The use of social networks among Czechs has seen a slight drop, according
to a survey conducted by AMI Digital Index.
While last year 80 percent of Internet users in the country went on social networks daily, now their number is at 77 percent and the average time spent on social networks has dropped from 149 to 143 minutes a day.
Although Facebook and You Tube remain the most widely-used social networks, the popularity of Facebook, in particular, is dropping, while the popularity of Instagram is on the rise.
The state-owned forestry company Česke Lesy saw a 70 million crown loss in
profit in 2018, down from 3.08 billion crowns the previous year.
The reason was a significant fall in the price of timber due to the bark-beetle calamity that has hit many areas of Bohemia and Moravia, which resulted in extensive logging.
Logging in infested areas was given top priority while other plans were shelved, which meant that the company mainly did business with lower quality timber.
České Lesy owns almost half of the forests in the country.
The Senate has established a special commission to assess the European
Commission audits concerning Prime Minister Andrej Babiš's suspected
conflict of interest which could mean that the Czech Republic might have to
return close to half a billion crowns in EU subsidies.
The commission, headed by Zdeněk Nytra from the Civic Democrats' senators' group, does not have the status of an investigative body, it will merely analyse available information on the case.
The two EC audits, which are both preliminary, claim that the Czech prime minister has a conflict of interest due to continued influence on the agro-chemical business conglomerate Agrofert which he established and later put in trust funds in order to comply with a strict new conflict of interests law.

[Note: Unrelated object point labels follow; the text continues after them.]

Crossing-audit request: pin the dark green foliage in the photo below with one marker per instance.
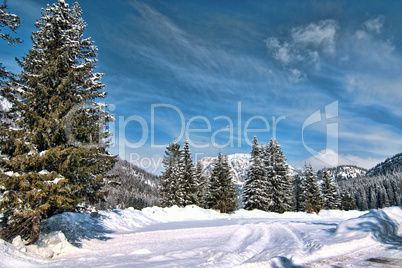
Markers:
(60, 158)
(347, 202)
(297, 186)
(221, 194)
(255, 190)
(131, 187)
(377, 191)
(278, 182)
(329, 190)
(187, 186)
(203, 185)
(312, 200)
(169, 178)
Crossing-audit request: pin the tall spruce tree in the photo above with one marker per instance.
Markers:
(255, 190)
(8, 114)
(221, 194)
(329, 190)
(168, 187)
(278, 182)
(312, 200)
(202, 183)
(60, 160)
(347, 201)
(298, 191)
(187, 186)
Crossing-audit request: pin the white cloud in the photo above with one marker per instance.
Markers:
(374, 25)
(320, 35)
(279, 52)
(305, 47)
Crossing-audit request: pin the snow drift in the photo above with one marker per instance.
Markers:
(195, 237)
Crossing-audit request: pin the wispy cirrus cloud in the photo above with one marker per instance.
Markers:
(306, 45)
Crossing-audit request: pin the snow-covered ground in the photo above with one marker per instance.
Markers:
(194, 237)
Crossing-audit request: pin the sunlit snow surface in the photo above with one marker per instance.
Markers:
(194, 237)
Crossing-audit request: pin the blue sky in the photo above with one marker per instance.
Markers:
(223, 66)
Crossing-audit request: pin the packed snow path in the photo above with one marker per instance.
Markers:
(193, 237)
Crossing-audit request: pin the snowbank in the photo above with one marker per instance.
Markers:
(186, 236)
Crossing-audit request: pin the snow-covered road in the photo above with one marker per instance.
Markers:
(193, 237)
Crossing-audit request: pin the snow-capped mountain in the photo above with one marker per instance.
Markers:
(344, 172)
(389, 165)
(239, 164)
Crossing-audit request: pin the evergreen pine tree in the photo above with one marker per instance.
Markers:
(255, 191)
(221, 194)
(329, 190)
(347, 202)
(187, 186)
(8, 113)
(298, 193)
(202, 183)
(311, 197)
(60, 160)
(168, 186)
(278, 182)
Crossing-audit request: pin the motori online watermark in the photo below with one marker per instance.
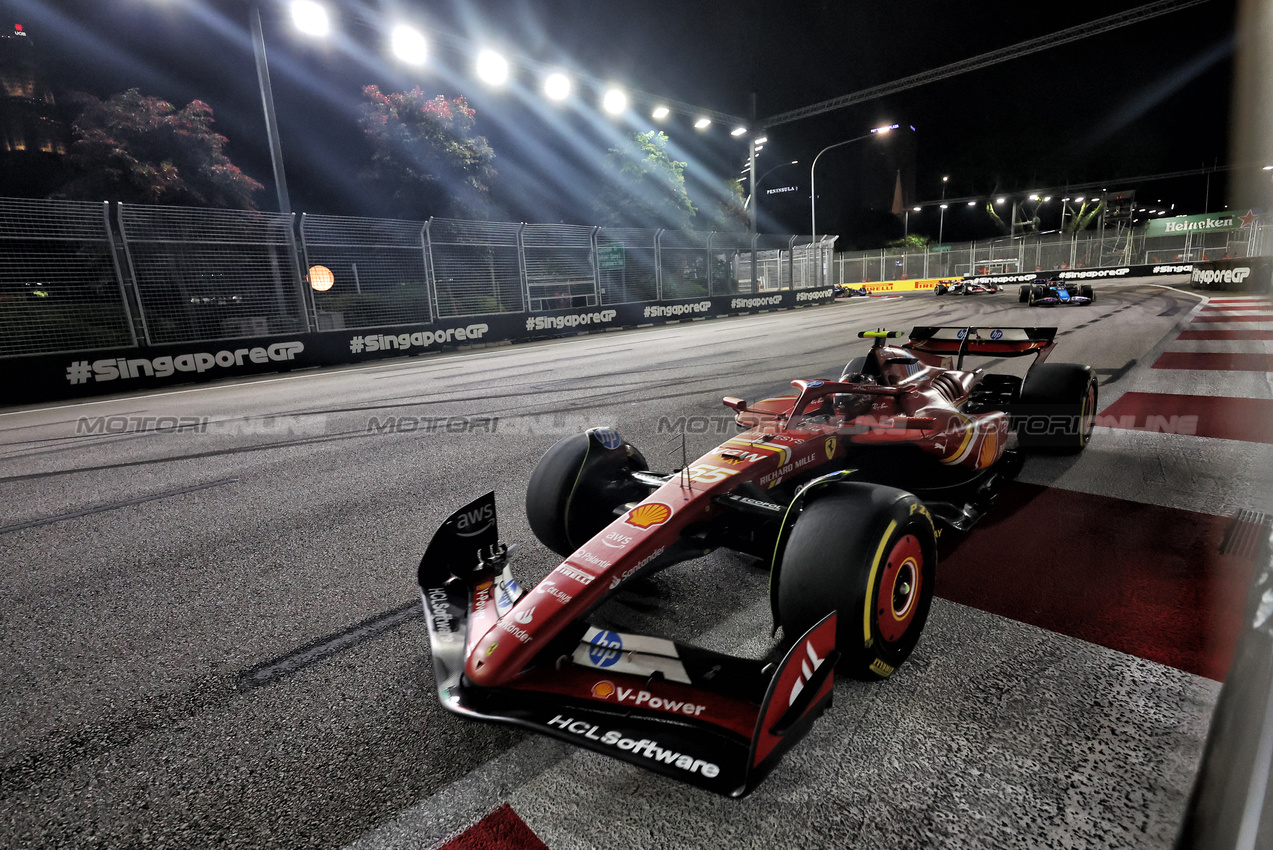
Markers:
(284, 425)
(1033, 424)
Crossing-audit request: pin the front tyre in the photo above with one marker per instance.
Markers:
(1057, 407)
(868, 552)
(578, 485)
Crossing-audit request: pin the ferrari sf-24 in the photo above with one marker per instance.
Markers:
(842, 487)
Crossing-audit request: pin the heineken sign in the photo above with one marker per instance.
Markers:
(1208, 223)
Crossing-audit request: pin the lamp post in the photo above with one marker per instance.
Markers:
(812, 188)
(271, 122)
(941, 222)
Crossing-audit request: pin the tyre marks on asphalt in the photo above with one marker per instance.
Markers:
(1096, 568)
(1225, 411)
(1152, 580)
(115, 505)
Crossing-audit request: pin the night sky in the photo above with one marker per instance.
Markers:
(1143, 99)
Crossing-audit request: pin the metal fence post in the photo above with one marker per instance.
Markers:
(658, 264)
(430, 276)
(119, 272)
(307, 292)
(133, 275)
(755, 280)
(521, 267)
(596, 262)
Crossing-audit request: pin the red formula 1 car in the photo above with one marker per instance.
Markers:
(843, 487)
(965, 288)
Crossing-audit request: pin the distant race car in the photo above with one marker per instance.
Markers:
(1053, 292)
(843, 487)
(844, 290)
(964, 288)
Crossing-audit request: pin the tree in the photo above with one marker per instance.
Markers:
(908, 243)
(644, 186)
(143, 150)
(425, 157)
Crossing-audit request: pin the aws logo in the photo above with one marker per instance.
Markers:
(475, 522)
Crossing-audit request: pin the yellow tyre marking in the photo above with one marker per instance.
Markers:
(871, 579)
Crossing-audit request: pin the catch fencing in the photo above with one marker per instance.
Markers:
(82, 276)
(1050, 252)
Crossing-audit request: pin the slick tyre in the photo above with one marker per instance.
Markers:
(578, 485)
(1057, 407)
(870, 554)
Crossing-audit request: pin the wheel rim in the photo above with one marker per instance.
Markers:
(1089, 414)
(900, 589)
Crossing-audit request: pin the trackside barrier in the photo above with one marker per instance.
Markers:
(1229, 807)
(127, 369)
(924, 285)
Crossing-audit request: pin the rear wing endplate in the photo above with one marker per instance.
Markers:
(983, 341)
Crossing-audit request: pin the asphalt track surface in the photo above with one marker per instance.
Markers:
(211, 636)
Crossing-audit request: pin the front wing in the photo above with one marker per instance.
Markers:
(700, 717)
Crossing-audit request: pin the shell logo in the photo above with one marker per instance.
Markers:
(648, 515)
(989, 449)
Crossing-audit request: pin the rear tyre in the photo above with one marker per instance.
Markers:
(1057, 407)
(578, 486)
(870, 554)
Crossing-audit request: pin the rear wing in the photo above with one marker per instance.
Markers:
(983, 341)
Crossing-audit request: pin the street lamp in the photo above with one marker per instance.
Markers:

Prime Minister Babiš has denied any wrongdoing, saying he fully adhered to Czech law.
Prague has the lowest level of differences between the rich and poor,
according to a study conducted by the consulting firm A. T. Kearney, which
analysed the quality of life in 130 metropolises across the world. The
Czech capital came in first in the so-called Gini coefficient, a measure of
statistical dispersion intended to represent the income or wealth
distribution among residents.
According to last year’s Eurostat data, the Czech Republic is also the state with the most equal distribution of income in the European Union.
The upper house of Czech Parliament agreed on a resolution on Wednesday,
stating that the ongoing suspicion around Prime Minister Andrej Babiš’s
conflict of interests is damaging the Czech Republic’s position at
European Council meetings and could have an impact on discussions regarding
the EU budget.
The resolution was voted on during a Senate meeting discussing the programme of a June summit in Brussels, which will be attended by European politicians.
Asked by journalists what he thinks of the decision, Mr. Babiš said that the senators seemingly have nothing else to do.
The Czech Republic’s population grew by 3,000 in the first quarter of
2019, the Czech Statistics Agency announced on Wednesday. The rise was the
consequence of net migration, which reached 16,700 people in the measured
period, the highest number in the past 10 years. In contrast, registered
births were the lowest in four years, with the number of deaths surpassing
births by 3,600.
The largest numbers of migrants come from Ukraine and Slovakia. Meanwhile, 10,000 Czechs left the country. The population increase was registered in all regions of the country, with the highest noted in the Region of Central Bohemia. The statistic did not change compared to last year when it comes to the average lifespan, which lay at 79,8 years for women and 73,1 for men.
The Czech sculptor Petr Váňa, who has spent years crafting the components
of a new baroque style Marian Column, whose predecessor used to stand on
Prague’s Old Town Square before it was torn down by an angry mob in
November 1918, has transported the pillar’s pieces by boat to the
capital. He was greeted by a small crowd cheering “Glory!” on the river
bank. However, Mr. Váňa still lacks authorisation to erect the statue
from the Prague 1 district.
The group pushing for the column’s restoration on Prague’s famous square is set to meet there on Saturday, with Mr. Váňa presenting the project.
Following a preliminary audit from the European Commission, which found the
Czech Prime Minister Andrej Babiš to be in a conflict of interest due to
the structure of the trust funds currently owning his former company, the
opposition has proposed a Senate commission on the matter. It will be made
up of two members from each party in the upper house and give an official
verdict on the matter at the end of January.
Opposition politicians have stressed the commission’s task will not be to evaluate the audit, but to interview relevant actors and come up with its own position, both on the alleged conflict of interests of the prime minister and the Minister of Agriculture Miroslav Toman, who was mentioned in a second European Commission audit.
The Senate is set to vote on the proposal on Thursday.
The Ministry of Labour and Social affairs and the General Financial
Directorate are just some of the government offices with serious
cybersecurity issues, according to an examination conducted by the National
Cyber and Information Security Agency, the Czech daily Deník N reported on
The agency identified problems not just in the offices’ online security, but also in the actual protection of workplace computers and networks. Systems such as social benefits, and the electronic register system, which was introduced in 2016 to counter the grey economy and tax fraud, are therefore critically vulnerable, sources told the newspaper.